Determining radius of electron's orbit Need help .

[gookies]

Homework Statement

A positively charged Helium atom has two protons in the nucleus and one electron in the shell, in a classic model of the atom, this electron is in a circular orbit around the nucleus with an angular momentum of 4.718x10^-34 Js. What is the radius of the orbit?

Homework Equations

L = sqrt k*e²*m*r_o

The Attempt at a Solution

Using that equation, I've tried solving for the radius, but I'm not getting the correct answer. The professor told us it had to do with this equation, so I'm not sure what I'm doing wrong. I've gotten 2.37*10^-10m as my answer.

 

[collinsmark]

Hello gookies,

Welcome to Physics Forums!

L = sqrt k*e²*m*r_o

Using the specified classic model, the above equation might apply to a neutral hydrogen atom, but not a positively charged helium atom.

Try to re-derive the equation for a positively charged helium atom. Note that,

F_e = k\frac{q_1 q_2}{r_0^2}

F_{centrepital} = \frac{mv^2}{r_0}

And if the velocity is perpendicular to the radius,

\vec L = \vec r_0 \times m \vec v \ \rightarrow \ L = r_0mv

Then substitute in the charges accordingly (remember the helium atom has two protons, not one).

 

[gookies]

Ah. I'm still confused. So do you have to solve for the velocity first and substitute F for mv^2/r? So the end equation would be, mv^2/r = k q1q2/r^2? And with the charges, would q1 be the charge of the electron and q2 would be the charge of 2 protons?

 

[collinsmark]

Ah. I'm still confused. So do you have to solve for the velocity first and substitute F for mv^2/r? So the end equation would be, mv^2/r = k q1q2/r^2?

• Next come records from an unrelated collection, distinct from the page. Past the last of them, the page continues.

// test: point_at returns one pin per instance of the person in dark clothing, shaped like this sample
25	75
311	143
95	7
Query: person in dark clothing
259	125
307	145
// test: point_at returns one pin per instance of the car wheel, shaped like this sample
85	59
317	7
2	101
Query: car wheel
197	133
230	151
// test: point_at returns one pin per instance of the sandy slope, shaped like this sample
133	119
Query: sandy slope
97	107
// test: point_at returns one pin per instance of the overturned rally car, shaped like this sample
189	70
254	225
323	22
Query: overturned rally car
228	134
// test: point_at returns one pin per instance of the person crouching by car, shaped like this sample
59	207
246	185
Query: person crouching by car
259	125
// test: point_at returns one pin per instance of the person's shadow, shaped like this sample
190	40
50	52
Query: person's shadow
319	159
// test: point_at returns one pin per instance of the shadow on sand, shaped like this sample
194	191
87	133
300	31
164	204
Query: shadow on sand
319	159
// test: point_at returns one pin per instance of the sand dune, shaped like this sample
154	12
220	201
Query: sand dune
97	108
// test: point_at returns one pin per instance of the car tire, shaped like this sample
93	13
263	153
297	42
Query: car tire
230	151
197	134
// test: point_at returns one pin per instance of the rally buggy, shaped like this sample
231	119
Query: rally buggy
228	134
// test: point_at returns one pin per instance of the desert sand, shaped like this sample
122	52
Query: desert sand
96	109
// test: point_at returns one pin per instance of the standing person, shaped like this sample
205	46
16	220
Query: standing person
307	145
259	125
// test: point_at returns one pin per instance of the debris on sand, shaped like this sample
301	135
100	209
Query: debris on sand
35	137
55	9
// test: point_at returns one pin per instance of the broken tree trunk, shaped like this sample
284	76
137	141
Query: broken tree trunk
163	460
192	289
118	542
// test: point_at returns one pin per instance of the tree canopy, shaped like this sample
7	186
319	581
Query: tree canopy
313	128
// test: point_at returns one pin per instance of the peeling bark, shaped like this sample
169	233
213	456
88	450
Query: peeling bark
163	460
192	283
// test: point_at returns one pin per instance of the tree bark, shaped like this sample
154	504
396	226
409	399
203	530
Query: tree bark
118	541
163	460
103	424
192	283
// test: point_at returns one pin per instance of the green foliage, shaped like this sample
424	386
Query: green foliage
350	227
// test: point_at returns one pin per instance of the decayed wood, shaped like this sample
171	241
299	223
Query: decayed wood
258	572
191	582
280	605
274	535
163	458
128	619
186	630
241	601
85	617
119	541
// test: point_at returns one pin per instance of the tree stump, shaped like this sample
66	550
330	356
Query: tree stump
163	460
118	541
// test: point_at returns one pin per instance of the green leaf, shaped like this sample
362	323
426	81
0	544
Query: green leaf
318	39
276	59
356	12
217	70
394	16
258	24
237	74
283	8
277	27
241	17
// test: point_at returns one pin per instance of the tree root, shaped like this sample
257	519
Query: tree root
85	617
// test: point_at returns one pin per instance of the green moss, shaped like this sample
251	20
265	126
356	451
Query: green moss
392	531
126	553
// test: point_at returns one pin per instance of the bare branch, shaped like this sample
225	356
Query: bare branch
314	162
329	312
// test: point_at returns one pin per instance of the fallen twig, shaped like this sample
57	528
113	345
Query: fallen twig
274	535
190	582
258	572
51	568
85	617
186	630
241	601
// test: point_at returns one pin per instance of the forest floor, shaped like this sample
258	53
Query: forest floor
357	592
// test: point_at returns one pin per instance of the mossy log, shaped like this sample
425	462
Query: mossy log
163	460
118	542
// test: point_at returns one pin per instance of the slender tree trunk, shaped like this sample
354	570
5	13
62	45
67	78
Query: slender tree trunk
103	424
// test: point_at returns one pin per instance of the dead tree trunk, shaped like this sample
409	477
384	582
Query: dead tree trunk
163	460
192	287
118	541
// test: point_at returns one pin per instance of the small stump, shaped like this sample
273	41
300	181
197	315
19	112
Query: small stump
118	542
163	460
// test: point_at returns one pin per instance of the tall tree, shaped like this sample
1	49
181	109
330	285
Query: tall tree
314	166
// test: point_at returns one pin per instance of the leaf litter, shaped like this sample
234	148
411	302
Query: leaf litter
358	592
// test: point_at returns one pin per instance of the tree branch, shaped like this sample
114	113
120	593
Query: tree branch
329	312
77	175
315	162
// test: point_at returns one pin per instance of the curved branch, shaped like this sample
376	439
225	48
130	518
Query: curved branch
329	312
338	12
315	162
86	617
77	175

That's what I did anyway, yes.

After you solve for the velocity, modify it accordingly to make it into an expression for angular momentum.

And with the charges, would q1 be the charge of the electron and q2 would be the charge of 2 protons?

Yes, that's right. Or you could make q₁ be the charge of the two protons (in the nucleus) and q₂ be the charge of the single electron. Just pick one to be the nucleus and the other to be the electron. Which one is which doesn't matter.

 

[gookies]

Okay, I just looked at it and you don't have to solve for velocity. I changed L=r*m*v to solve for v and substituted v in the equation of F = mv^2/r. I set that equal to kqq/r^2 and then I eventually set everything equal to L first, then solved for r. my final equation was, L^2 = k*q*q*r*m. Would that be correct, Collin?

Edit: Realized it's exactly like the equation I gave. :( Not sure what to do.

 

[collinsmark]

Okay, I just looked at it and you don't have to solve for velocity. I changed L=r*m*v to solve for v and substituted v in the equation of F = mv^2/r. I set that equal to kqq/r^2 and then I eventually set everything equal to L first, then solved for r. my final equation was, L^2 = k*q*q*r*m. Would that be correct, Collin?

Yes, your way will work too.

Edit: Realized it's exactly like the equation I gave. :( Not sure what to do.

It's almost the same. In the equation you derived there is a q₁q₂ instead of your original equation that had an e². The important point here is that in a positive helium ion, q₁ ≠ q₂ (remember, the nucleus of the helium ion has two protons, not one).

Plug in the charges and see what you get.

 

[gookies]

Ah, it works now. I guess it was just plugging in my numbers that screwed me. Thanks Collin!